It is little wonder that when you ask ChatGPT what a CEO looks like it gives a description that includes tailored suits, dress shirts, ties, and formal shoes and well-groomed hair, clean-shaven face, or neatly trimmed beard. No mention of the skirts, heels or makeup that would be typically associated with women. This stems from a primitive notion of imagining men in leadership positions and women as subservient to them. As discussed in my interview with Finder, Chat GPT does this too. When asked what a secretary looks like, it gives a description that includes blouses, skirts or slacks, dresses, blazers, and closed-toe shoes and well-groomed hair, minimal makeup, and neat, clean appearance (no mention of ties or beards). While women now occupy CEO positions in some prominent firms, though few in numbers, AI systems like ChatGPT have yet to imagine a CEO in a skirt or a secretary with a trimmed beard, making them patriarchal, I explain in the Telegraph.

AI systems and the increasing use of ChatGPT in everyday work tasks highlights how counter-productive these systems could be to equality in the workplace if they are increasingly relied upon. Add to this intersectionality and we have a quagmire of harm to those in the marginalised groups. Anyone who does not fit into the current default norms of AI in general and ChatGPT in particular will be left behind. 

What can firms do?

  1. Monitor use of AI: AI is the new swanky tech on the block, and everyone wants to adopt it. But new technologies are also an opportunity for a new start. Blind use of AI models such as ChatGPT will only perpetuate these problems. Conscious and continuous monitoring of these systems and their implications in everyday tasks will help firms make more informed choices and raise awareness. Signing an AI pledge affirming a more ethical use of AI could be a good move in brand building and gaining consumer confidence.
  2. AI Ethics consultant: Firms should have an AI ethics manager or consultant to constantly evaluate the use of AI at the workplace. Machine learning is led by people, which means their own biases – often subconscious or unconscious – will be incorporated within the systems they work on. At the onset, it is important to ensure that training samples are as diverse as possible, not only in terms of gender but also ethnicity, age, sexuality and disability, among other attributes. Attention must also be paid to the output which must be investigated for biases by a neutral third party.
  3. More women and gender minorities in tech: Women, together with men, will play a large and critical role in shaping the future of a bias-free AI world. We need more women in AI and in more decision-making roles in tech. Also, if AI views gender as simply male and female, it will be discriminatory towards non-binary and transgender people, causing potential harm to these communities. Gender sensitivity should be an important aspect of AI development.

So, who benefits from an AI future? I was asked this during a talk on the impact of AI on society at Imperial College London last month. With such glaringly obvious evidence in front of us, I could only evoke George Orwell to leave the audience (and now the readers of this article) with some food for thought:

AI benefits all humans equally. But AI benefits some humans more equally than others.

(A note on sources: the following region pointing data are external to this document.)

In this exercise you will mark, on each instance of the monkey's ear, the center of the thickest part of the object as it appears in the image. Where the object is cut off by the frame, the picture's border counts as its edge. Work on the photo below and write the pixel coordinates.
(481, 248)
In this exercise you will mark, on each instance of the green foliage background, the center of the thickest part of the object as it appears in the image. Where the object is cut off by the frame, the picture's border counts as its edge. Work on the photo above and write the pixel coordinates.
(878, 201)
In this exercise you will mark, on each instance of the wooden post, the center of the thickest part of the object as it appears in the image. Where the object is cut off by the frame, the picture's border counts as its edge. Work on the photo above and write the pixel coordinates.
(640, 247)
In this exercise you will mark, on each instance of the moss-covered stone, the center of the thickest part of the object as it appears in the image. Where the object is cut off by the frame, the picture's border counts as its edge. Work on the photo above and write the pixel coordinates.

This post represents the views of the author and not the position of the Media@LSE blog, nor of the London School of Economics and Political Science.

About the author

Ruhi Khan

Ruhi Khan is a journalist and an ESRC researcher at LSE working on feminism and new technology. She manages the department’s research project – COVID-19: A Communication Crisis – Ethics, Privacy, Inequalities– and also edits the Media@LSE blog. Her book Escaped was published in March 2021.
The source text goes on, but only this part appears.